Era keberlimpahan komunikasi ini ditandai oleh komunikasi yang melampaui ambang batas. Komunikasi menjadi overload, muatan informasi mencapai titik jenuh, tidak hanya dalam masyarakat tetapi juga dalam benak kita. Kita selalu disuguhkan dengan citra-citra keberlimpahan. Keberlimpahan komunikasi tidak berarti membuat orang serba tau dan tercerahkan. Era keberlimpahan komunikasi justru dipandang membawa kontradiksi-kontradiksi baru dan menciptakan konflik-konflik baru. .

Sebenarnya keberlimpahan komunikasi dalam kehidupan tak lain disebabkan oleh “ledakan informasi” yang terus-menerus dibawa media ke ruang-ruang kehidupan manusia kontemporer. Hal ini pula yang menyebabkan “masyarakat jenuh media” (media saturated society) menjadi ciri khas masyarakat mutakhir. Masyarakat mutakhir adalah masyarakat yang dilimpahi dan diserbu oleh begitu banyak dan pelbagai macam informasi berupa gambar, teks, bunyi, tanda, dan pesan-pesan visual. Singkatnya masyarakat mutakhir adalah masyarakat yang dibanjiri informasi dan pesan-pesan ideologis, politis dan terutama komersial.

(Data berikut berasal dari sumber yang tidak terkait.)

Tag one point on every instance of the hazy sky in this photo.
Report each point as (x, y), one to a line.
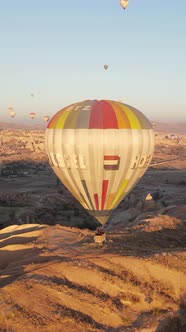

Kenneth J. Gergen dalam bukunya The Saturated Self: Dilemmas of Identity in Contemporary Life (1991), menggambarkan dengan sangat bagus pergolakan identitas masyarakat mutakhir di tengah kepungan nilai-nilai yang datang bagaikan banjir dari segala penjuru. Di mana dilema masyarakat ini sering kita sebut sebagai “masyarakat postmodern”. Menurutnya “masyarakat postmodern” ini merupakan salah satu pernik hasil kemajuan teknologi yang telah membuat kita jenuh dengan suara orang lain.

Gergen berujar dengan kemajuan teknologi inilah, media memiliki dampak dominan dalam kehidupan, yang ternyata ikut berperan penting dalam mengkonstruksi kepribadian.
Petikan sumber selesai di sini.